Empreinte carbone du jeune bovin franco-italien

L’empreinte carbone, qui traduit l’impact potentiel d’un produit sur le changement climatique, est l’indicateur couramment utilisé pour traduire la performance environnementale des systèmes de production. Le calcul de celle du jeune bovin né en France et engraissé en Italie informe à la fois sur la contribution prépondérante de l’étape française (étape qui concourt le plus à l’empreinte carbone, notamment en raison du méthane entérique émis) et sur l’importance de la participation des postes d’utilisation d’intrants en Italie. Au regard d’études comparables menées à l’étranger, il peut être performant environnementalement de combiner une phase d’élevage extensif à l’herbe avec une phase d’engraissement plus intensive de l’animal. Cet effet est renforcé si l’on tient compte de la compensation permise par le stockage de carbone sous prairie, qui atténue dès lors une partie des émissions de méthane entérique sur la phase d’élevage.

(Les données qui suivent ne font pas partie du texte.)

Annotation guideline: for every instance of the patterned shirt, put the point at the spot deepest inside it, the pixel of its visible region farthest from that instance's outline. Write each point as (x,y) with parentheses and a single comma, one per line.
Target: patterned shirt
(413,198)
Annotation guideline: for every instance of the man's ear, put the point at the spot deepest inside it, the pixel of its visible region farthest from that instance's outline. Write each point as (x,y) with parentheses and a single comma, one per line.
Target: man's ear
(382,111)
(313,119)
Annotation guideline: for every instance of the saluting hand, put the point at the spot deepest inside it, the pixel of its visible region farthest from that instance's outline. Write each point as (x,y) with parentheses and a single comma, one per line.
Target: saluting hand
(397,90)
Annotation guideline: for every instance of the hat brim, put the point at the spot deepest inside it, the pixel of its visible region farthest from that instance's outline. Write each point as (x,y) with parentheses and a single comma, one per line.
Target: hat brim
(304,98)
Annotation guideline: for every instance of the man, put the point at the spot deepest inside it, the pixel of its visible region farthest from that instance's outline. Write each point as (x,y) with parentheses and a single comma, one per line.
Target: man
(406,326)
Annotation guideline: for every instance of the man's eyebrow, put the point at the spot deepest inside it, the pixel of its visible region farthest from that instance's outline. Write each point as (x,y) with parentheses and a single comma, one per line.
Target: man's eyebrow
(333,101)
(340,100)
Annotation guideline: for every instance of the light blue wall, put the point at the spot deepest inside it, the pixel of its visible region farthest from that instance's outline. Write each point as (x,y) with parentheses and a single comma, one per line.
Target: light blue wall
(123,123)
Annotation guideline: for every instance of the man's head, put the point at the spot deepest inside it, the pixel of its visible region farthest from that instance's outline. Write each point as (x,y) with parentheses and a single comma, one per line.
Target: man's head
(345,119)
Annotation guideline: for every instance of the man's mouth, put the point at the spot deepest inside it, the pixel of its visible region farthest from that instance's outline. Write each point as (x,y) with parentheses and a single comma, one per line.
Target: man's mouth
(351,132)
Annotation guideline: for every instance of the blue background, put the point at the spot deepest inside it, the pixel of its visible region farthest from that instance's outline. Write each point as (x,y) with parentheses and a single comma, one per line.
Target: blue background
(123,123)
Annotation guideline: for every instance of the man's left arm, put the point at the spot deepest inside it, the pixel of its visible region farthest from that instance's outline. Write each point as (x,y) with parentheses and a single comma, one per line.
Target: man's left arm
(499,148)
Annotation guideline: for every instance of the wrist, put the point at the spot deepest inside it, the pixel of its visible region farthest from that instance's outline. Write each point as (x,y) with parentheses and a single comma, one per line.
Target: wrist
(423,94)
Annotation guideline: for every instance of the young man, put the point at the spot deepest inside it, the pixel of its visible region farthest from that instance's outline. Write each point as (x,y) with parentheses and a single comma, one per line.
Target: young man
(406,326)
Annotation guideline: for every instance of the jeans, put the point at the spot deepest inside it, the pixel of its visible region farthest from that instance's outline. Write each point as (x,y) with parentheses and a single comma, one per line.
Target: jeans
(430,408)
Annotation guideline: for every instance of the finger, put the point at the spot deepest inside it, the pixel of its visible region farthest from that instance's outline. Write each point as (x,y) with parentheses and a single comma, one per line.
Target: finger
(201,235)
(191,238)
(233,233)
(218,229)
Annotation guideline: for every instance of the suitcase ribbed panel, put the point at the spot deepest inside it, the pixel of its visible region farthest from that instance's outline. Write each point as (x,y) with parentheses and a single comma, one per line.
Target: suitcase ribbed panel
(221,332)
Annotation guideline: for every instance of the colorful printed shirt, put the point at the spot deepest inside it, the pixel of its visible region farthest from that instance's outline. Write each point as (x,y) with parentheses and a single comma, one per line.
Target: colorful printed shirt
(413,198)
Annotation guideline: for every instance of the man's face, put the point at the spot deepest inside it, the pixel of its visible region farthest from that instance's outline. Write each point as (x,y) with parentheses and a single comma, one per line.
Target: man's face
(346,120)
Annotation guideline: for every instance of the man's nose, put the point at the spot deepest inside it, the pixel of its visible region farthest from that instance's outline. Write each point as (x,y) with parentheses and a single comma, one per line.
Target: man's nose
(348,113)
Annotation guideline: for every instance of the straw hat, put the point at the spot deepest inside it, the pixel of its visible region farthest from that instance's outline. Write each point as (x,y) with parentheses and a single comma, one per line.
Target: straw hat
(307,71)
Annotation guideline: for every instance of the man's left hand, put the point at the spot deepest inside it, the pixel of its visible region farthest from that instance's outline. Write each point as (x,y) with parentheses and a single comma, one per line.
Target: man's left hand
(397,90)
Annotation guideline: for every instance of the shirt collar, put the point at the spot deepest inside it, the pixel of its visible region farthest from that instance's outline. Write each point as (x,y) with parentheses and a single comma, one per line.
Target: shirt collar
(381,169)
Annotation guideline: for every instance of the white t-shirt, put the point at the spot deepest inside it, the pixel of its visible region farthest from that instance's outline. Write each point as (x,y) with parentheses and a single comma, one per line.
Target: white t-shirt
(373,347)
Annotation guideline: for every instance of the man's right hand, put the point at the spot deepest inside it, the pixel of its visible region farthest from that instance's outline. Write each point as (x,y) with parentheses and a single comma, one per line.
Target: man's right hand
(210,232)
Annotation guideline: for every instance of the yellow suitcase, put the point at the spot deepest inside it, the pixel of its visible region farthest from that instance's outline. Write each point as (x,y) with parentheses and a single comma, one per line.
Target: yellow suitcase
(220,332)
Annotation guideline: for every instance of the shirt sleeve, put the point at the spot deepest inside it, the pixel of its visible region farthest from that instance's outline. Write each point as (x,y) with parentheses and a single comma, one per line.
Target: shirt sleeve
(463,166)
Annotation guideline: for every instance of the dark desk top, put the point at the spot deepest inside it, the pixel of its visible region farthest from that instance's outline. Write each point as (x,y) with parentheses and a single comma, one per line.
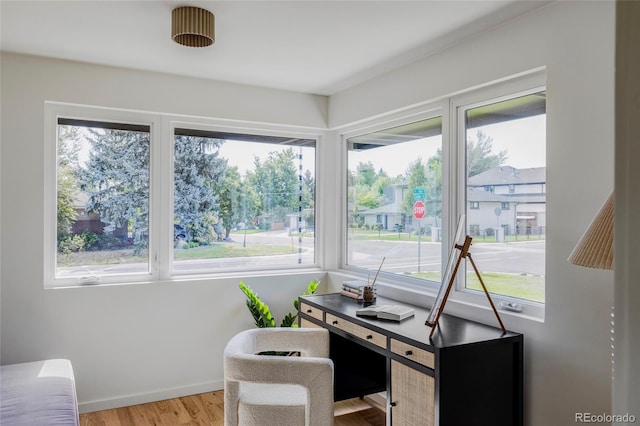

Potentiel de réduction de l’IC de différents scénarios alimentaires

Pour minimiser l’impact carbone (IC) d’une ration alimentaire, il est nécessaire d’en réduire la part de produits animaux. La limite de l’exercice se heurte cependant à une réalité : ces aliments sont vecteurs de nutriments essentiels et leur biodisponibilité, la fraction ingérée assimilable par l’organisme, est souvent meilleure que dans les aliments d’origine végétale. Il convient donc d’incorporer à cette ration de petites quantités de produits animaux spécifiques pour couvrir les besoins de l’organisme en certains nutriments. Dans le cadre de régimes majoritairement végétaux, la couverture des besoins physiologiques impose de considérer l’influence de la biodisponibilité des nutriments.

  • Décryptage réalisé à partir d’un ensemble de conférences présentées sur ce thème lors des 15es journées sciences du muscle et technologies des viandes (JSMTV) à Clermont-Ferrand, en novembre 2014.